Coronavirus 2019 (COVID-19) is a newly emerging disease, which has caused a global pandemic as announced by the World Health Organization (WHO) in March 2020 [
1]. Severe acute respiratory virus-2 (SARS-CoV-2), the virus responsible for COVID-19, has affected over 151 million people and contributed to over 3 million deaths [
2]. SARS-CoV-2 is an enveloped positive-sense single-stranded RNA virus and is composed mainly of N (nucleocapsid), S (spike), M (membrane) and E (envelope) proteins [
3,
4]. Entrance into a host cell is induced by a connection between a spike protein and angiotensin-converting enzyme 2 (ACE2) receptor. The same mechanism was responsible for the SARS pandemic in 2002/2003 [
5]. The incubation period of the disease is 2–14 days, and its main symptoms include fever, cough and shortness of breath [
6]. A SARS infection can lead to pneumonia and acute respiratory distress syndrome that can result in death [
7]. According to present data 99.6% cases are mild, and 0.4% are serious or critical [
2]. The severe course mainly involves the elderly and patients with comorbidities [
8,
9]. However, recently, some new variants (such as B.1.1.7 [or VOC 202012/0], B.1.351 [or 501.V2], B.1.617) with many new mutations have emerged and are potentially more virulent and infectious, and more importantly, cause severe disease in young people in addition to the elderly [
2,
10]. Due to the presence of asymptomatic infections, the number of infected people remains underestimated [
9]. For routine diagnostic processes, molecular tests, such as polymerase chain reaction in real time (qPCR), which indicates the acute phase of the disease, and serological tests that can detect specific antibodies are used [
11]. The second type of test can determine whether the patient has had contact with the virus, determines its serological status and is used, among others, in epidemiological studies assessing the incidence of SARS-CoV-2 infection in the population [
12]. A crucial issue is the body’s immune response to SARS-CoV-2 infection. During infection, an increase in the production of numerous proinflammatory cytokines, such as tumor necrosis alpha and interleukins-2 and -6 (TNF-α and IL-2 and -6, respectively) is observed [
13]. A severe course of SARS-CoV-2 infection is undeniably connected with dysregulation of immune system and cytokine release syndrome [
8]. Part of the immune response also involves the production of antibodies, mainly against S and N proteins, also known as neutralizing antibodies. The crucial role of these antibodies is to block virus entrance into host cell and activation of antibody-dependent cell cytotoxity (ADCC). As a result, the disease could be defeated, or the immune system’s overactivity could induce a cytokine storm [
12]. In addition, patients showed a reduction in B- and T-lymphocytes and natural killer (NK) cells.
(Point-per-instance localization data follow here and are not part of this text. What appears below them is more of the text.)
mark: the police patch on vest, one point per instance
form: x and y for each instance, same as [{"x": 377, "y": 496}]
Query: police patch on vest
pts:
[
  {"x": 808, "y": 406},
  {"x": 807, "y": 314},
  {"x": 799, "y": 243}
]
Both the increase in inflammatory cytokines and the decrease in lymphocyte counts are associated with the severity of the disease [
13]. Due to the fact that entry into the human cell is associated with the ACE2 receptor and these receptors also exist on neurons and glial cells, speculations about the neurotropism of SARS-CoV-2 began [
14]. From the early stages of the pandemic, neurological symptoms have been described, of which the most common are anosmia, ageusia, headaches and dizziness () [
15]. In addition, the course of COVID-19 may be associated with much more severe neurological complications, such as encephalopathy, Guillain-Barre syndrome, meningitis, encephalitis and/or necrotizing hemorrhagic encephalopathy [
15,
16]. Moreover, the relationship between SARS-CoV-2 infection and acute cerebrovascular diseases, such as acute ischemic stroke, cerebral venous sinus thrombosis, cerebral hemorrhage and subarachnoid hemorrhage, were sought [
15]. During studies on the neuroinvasiveness of SARS-CoV-2, the presence of anti-SARS-Cov-2 antibodies in the cerebrospinal fluid (CSF) and intrathecal synthesis were found; interestingly, in these cases, the PCR results from nasopharyngeal swabs remained negative [
17]. Reports of possible cross-reactions with human proteins and formation of autoantibodies and as a consequence, development of autoimmune encephalitis have been published [
18]. As previously mentioned, the severe course of COVID-19 is associated with the presence of comorbidities in people. It can be assumed that such comorbidities are neurological disorders, such as multiple sclerosis (MS). An interesting issue is the serological status of people with MS, especially those undergoing treatment with disease-modifying therapy. The current data suggest that even in the presence of a altered immune system, the risk of severe course and serological status are similar to those in the general population [
19]. This entry summarizes the current knowledge of severe neurological complications in COVID-19 and the serological status of those with neurological diseases.